The regional and demographic differences in invention activities (patenting) and innovation activities (trademarking) show that these critical activities are unevenly distributed among demographic groups and among geographic regions. Whereas Black or African American firm owners account for only 2% of all firms, and Hispanic or Latino firms account for only 5% of all firms, these firms reported slightly higher-than-average rates of process and product innovations. Women also participate throughout the system, although their numbers are fewer than those for men. Majority-women-owned firms report higher innovation rates than majority-male-owned firms.
Geographically, county data for the United States on patenting and trademark activity show that the intensity of innovation activities takes place unevenly across the country, with more dense activity in urban and metropolitan areas, along the coasts, and in the Northeast. This is consistent with patterns from other countries as well, where R&D, highly skilled workers, and patenting tend to concentrate in metropolitan areas (Planes-Satorra and Paunov 2017). Concentration supports local growth at the same time that other regions, lacking these attributes, grow more slowly. The underparticipation of large sections of the population provides an opportunity to increase innovation in multiple dimensions.
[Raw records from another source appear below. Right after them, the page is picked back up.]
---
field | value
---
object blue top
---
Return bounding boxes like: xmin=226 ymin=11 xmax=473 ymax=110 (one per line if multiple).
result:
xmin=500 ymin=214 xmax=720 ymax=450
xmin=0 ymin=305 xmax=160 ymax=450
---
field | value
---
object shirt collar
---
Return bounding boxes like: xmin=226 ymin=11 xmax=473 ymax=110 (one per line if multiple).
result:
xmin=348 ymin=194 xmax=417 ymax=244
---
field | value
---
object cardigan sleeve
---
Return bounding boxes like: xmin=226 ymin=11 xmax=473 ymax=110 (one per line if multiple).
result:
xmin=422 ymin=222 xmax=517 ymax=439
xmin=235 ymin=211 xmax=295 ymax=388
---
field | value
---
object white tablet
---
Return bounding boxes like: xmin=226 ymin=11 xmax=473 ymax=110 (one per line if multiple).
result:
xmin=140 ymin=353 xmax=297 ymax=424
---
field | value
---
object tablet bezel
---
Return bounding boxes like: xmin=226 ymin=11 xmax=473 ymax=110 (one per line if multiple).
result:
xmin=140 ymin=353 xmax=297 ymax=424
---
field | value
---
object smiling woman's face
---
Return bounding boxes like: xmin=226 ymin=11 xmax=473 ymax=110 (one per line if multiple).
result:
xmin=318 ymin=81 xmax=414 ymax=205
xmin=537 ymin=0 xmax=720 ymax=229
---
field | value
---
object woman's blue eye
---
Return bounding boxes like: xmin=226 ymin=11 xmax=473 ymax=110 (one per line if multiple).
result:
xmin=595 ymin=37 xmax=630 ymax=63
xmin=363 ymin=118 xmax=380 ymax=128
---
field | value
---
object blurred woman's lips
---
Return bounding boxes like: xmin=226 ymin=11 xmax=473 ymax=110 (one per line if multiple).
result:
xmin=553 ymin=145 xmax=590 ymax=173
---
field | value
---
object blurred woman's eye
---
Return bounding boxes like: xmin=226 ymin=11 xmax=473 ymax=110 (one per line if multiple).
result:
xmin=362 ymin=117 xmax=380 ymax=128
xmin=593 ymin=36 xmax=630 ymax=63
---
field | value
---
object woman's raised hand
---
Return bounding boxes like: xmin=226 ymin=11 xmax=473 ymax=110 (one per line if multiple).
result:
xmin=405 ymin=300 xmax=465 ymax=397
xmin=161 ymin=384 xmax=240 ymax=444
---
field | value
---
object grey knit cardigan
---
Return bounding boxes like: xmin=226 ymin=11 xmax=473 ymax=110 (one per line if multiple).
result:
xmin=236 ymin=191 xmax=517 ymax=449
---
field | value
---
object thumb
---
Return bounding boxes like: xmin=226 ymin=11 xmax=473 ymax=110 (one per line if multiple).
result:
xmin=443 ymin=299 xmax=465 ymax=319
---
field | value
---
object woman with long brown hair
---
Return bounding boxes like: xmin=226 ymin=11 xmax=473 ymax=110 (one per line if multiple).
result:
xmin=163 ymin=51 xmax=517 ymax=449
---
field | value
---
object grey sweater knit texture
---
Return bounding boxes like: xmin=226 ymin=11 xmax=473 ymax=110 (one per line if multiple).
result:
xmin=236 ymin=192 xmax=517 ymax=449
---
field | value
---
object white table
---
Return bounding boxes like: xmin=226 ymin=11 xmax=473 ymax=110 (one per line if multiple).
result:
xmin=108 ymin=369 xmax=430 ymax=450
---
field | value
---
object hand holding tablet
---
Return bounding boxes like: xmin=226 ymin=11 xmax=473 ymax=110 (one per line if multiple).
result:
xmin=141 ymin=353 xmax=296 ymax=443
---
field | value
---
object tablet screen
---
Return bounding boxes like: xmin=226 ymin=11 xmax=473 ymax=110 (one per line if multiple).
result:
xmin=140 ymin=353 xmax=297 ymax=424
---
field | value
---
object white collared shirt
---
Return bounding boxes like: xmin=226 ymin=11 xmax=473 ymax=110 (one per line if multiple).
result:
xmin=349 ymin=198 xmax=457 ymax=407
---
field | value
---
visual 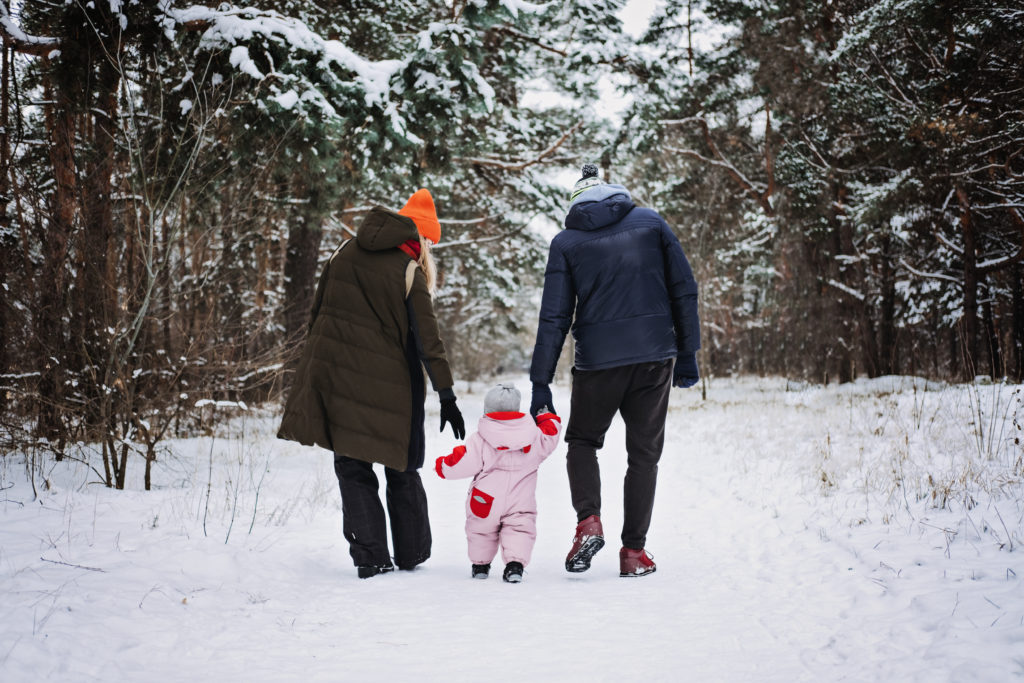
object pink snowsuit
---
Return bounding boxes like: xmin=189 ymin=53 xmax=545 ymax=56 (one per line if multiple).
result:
xmin=436 ymin=412 xmax=561 ymax=566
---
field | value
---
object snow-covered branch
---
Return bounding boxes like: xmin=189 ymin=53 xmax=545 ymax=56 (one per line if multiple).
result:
xmin=0 ymin=3 xmax=60 ymax=56
xmin=824 ymin=279 xmax=867 ymax=302
xmin=662 ymin=114 xmax=775 ymax=216
xmin=899 ymin=259 xmax=963 ymax=287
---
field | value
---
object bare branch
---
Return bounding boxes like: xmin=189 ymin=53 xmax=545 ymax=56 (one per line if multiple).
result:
xmin=454 ymin=119 xmax=583 ymax=171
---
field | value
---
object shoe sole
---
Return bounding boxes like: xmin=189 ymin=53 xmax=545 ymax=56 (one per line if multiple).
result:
xmin=618 ymin=567 xmax=657 ymax=579
xmin=565 ymin=536 xmax=604 ymax=573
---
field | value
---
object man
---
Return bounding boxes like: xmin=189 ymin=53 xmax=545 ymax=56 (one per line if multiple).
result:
xmin=529 ymin=164 xmax=700 ymax=577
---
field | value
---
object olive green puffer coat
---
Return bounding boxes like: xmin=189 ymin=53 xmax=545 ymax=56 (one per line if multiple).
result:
xmin=278 ymin=207 xmax=455 ymax=470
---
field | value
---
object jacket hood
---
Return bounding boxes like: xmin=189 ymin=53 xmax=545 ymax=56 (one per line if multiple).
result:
xmin=565 ymin=184 xmax=635 ymax=230
xmin=476 ymin=413 xmax=537 ymax=451
xmin=355 ymin=207 xmax=419 ymax=251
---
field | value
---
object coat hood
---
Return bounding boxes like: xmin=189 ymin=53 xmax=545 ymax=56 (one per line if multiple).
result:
xmin=565 ymin=184 xmax=635 ymax=230
xmin=355 ymin=207 xmax=419 ymax=251
xmin=476 ymin=413 xmax=538 ymax=451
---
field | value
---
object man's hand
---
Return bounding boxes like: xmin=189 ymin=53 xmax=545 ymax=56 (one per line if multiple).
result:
xmin=441 ymin=398 xmax=466 ymax=441
xmin=529 ymin=382 xmax=555 ymax=419
xmin=672 ymin=352 xmax=700 ymax=389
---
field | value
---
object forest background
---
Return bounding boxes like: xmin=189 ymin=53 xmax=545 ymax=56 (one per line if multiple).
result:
xmin=0 ymin=0 xmax=1024 ymax=487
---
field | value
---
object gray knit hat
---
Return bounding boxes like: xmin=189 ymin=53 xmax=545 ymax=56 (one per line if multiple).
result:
xmin=569 ymin=164 xmax=604 ymax=202
xmin=483 ymin=384 xmax=522 ymax=413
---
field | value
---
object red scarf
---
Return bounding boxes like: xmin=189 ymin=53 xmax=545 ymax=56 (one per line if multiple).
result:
xmin=398 ymin=240 xmax=420 ymax=261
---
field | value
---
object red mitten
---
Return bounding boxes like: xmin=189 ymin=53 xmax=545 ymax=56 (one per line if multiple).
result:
xmin=435 ymin=445 xmax=466 ymax=479
xmin=537 ymin=413 xmax=562 ymax=436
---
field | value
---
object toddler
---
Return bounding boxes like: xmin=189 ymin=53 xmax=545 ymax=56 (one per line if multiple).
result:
xmin=436 ymin=384 xmax=561 ymax=584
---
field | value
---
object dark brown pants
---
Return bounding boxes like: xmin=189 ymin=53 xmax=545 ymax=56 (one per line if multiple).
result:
xmin=565 ymin=359 xmax=673 ymax=549
xmin=334 ymin=454 xmax=431 ymax=569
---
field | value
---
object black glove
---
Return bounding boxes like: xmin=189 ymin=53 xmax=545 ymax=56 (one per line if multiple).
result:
xmin=672 ymin=352 xmax=700 ymax=389
xmin=441 ymin=398 xmax=466 ymax=441
xmin=529 ymin=382 xmax=558 ymax=418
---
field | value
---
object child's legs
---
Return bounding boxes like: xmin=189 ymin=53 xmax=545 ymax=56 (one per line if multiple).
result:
xmin=501 ymin=512 xmax=537 ymax=566
xmin=466 ymin=516 xmax=499 ymax=564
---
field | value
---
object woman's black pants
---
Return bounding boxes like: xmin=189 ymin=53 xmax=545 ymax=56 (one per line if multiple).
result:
xmin=334 ymin=454 xmax=431 ymax=569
The data highlighted in this report also illustrate shifts in the locations and types of R&D activities and associated outputs. Chief among these shifts is the rise of China as a global contributor to inventive output and to the transformation of new ideas into innovations, recent cautions about both quality and incentives notwithstanding. Another clear shift is the growing role of universities in private-sector innovation. The last decade has seen a 50% increase in the number of university licenses and license options to private-sector entities. This growth is due to university technology transfer to startups and other small companies, a trend somewhat at odds with the long-term decline in share of firms and employment accounted for by these companies in the U.S. economy.
Invention, knowledge transfer, and innovation are indispensable to improving national and global health, well-being, and security. The indicators reviewed in this report suggest that the global S&E enterprise remains healthy and productive and that long-term trends will continue in the direction of greater output and productivity. The federal government funded basic research decades ago that enabled the rapid development of vaccines for the coronavirus pandemic. The decades-long investment in genetic sequencing and vaccine research bore fruit in the 2020 effort to bring effective vaccines to everyone.
The data in this report raise some questions as well. According to U.S. Census data, more than 400,000 new firms (less than one year old) have been created annually in recent years, but technology transfer data shows impacts for just a few thousand startup firms each year. Clearly, there is unmeasured activity here or dark innovation (Martin 2016). Preliminary information in this report on government sharing of OSS and household innovation, and geographic data on new trademarks provides part of the answer, but not all. Taken together with the Indicators 2022 thematic reports, regional variation matters.